Que sont-ils devenus? Paul DiPietro

mercredi, 02.01.2013 / 11 h 20 canadiens.com

Les Canadiens n’ont pu accumuler 100 ans d’histoire sans que plus de 750 joueurs se donnent corps et âme à l’équipe. De Donald Audette à Zarley Zalapski, d’anciens joueurs du Tricolore sont éparpillés aux quatre coins de la planète. Bien que plusieurs ardents partisans puissent se rappeler ce que leurs anciens favoris ont accompli sur la glace, une question demeure : que sont-ils devenus? L’invité d’aujourd'hui : Paul DiPietro.

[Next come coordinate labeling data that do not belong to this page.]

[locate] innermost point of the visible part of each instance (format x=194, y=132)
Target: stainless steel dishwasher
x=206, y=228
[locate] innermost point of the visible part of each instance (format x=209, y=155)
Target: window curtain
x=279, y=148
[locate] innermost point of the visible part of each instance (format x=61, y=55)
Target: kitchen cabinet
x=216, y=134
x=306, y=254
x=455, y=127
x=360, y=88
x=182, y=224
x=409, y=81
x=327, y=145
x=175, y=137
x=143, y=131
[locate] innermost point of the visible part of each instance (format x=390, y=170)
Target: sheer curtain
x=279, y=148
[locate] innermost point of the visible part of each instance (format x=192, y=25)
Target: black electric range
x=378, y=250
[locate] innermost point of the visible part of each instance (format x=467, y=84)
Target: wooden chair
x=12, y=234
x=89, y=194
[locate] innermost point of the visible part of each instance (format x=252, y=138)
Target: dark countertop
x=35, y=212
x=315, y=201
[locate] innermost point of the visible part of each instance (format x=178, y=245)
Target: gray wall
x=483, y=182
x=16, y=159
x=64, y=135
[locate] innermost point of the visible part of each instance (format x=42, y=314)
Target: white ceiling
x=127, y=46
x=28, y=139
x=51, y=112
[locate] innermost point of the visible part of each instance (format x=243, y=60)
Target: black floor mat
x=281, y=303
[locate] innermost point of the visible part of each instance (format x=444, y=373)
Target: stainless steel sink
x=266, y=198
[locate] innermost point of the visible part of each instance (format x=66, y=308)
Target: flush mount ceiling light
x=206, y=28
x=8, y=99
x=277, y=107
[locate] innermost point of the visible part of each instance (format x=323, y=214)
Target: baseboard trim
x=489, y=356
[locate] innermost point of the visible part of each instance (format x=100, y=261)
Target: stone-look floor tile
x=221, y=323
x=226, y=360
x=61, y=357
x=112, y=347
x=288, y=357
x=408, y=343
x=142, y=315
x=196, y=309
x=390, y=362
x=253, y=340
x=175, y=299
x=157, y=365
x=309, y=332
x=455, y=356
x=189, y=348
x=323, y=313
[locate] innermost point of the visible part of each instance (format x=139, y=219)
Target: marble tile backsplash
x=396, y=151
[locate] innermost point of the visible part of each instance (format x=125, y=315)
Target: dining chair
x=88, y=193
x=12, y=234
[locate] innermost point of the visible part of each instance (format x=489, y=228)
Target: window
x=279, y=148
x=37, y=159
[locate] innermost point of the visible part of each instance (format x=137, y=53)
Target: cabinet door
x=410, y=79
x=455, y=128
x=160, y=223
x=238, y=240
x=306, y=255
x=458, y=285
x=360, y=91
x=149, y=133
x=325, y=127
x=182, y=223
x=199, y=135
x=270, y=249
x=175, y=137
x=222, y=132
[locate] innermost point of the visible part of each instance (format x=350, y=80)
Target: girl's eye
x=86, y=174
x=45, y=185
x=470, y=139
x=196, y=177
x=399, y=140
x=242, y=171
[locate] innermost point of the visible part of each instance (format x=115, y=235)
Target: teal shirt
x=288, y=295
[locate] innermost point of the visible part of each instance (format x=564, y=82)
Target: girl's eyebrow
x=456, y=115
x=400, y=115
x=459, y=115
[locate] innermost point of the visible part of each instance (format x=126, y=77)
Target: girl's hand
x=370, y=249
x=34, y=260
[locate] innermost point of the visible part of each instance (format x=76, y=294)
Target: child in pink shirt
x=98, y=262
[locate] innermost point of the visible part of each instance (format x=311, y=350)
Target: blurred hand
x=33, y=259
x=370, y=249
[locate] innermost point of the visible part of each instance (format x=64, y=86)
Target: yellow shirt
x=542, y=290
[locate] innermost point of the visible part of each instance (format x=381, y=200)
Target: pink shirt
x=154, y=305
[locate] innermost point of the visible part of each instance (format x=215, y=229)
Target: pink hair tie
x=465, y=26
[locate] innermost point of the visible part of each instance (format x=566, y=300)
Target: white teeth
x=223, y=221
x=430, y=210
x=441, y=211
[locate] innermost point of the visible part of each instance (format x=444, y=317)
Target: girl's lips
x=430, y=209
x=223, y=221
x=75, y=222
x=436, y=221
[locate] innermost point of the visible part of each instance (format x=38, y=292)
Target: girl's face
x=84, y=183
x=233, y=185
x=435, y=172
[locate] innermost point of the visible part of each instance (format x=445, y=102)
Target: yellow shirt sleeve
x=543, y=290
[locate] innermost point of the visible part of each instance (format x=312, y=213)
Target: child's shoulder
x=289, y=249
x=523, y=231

Où demeures-tu aujourd’hui ?

J’habite en Suisse depuis maintenant 14 ans.

Que fais-tu maintenant ?

Je joue toujours au hockey dans la Ligue élite de Suisse. J’ai toujours le même désir et la même passion que j’avais lorsque j’ai commencé à pratiquer ce sport. Vous vous devez de l’avoir lorsque vous jouez à l’âge de 42 ans. Je joue actuellement à Lugano et mon colocataire ici est un autre ancien des Canadiens, Glen Metropolit.

Qu’est ce qui t’as convaincu d’aller en Suisse en premier lieu?

Doug Gilmour, qui a joué ici durant le lockout de 1994-1995, m’avait déjà confié qu’il avait vraiment aimé son séjour en Suisse. Au début, j’avais en tête que je jouerais ici seulement une saison. Mais j’ai adoré ça et 14 ans plus tard, ça n’a pas changé.

As-tu commencé à penser à ce que tu feras après le hockey ?

Un peu, vous devez le faire quand vous avez 42 ans! Je ne sais pas trop vers quoi je vais me diriger, c’est difficile à dire quand vous jouez au hockey depuis si longtemps. J’aimerais peut-être devenir entraîneur ou dépisteur ou quelque chose du genre pour demeurer impliqué dans le sport.

As-tu gardé contact avec d’anciens coéquipiers des Canadiens?

Puisque je joue toujours et que je suis en Europe depuis si longtemps, je n’ai malheureusement pas vu beaucoup de mes anciens coéquipiers depuis un bout de temps.

Suis-tu toujours les activités des Canadiens?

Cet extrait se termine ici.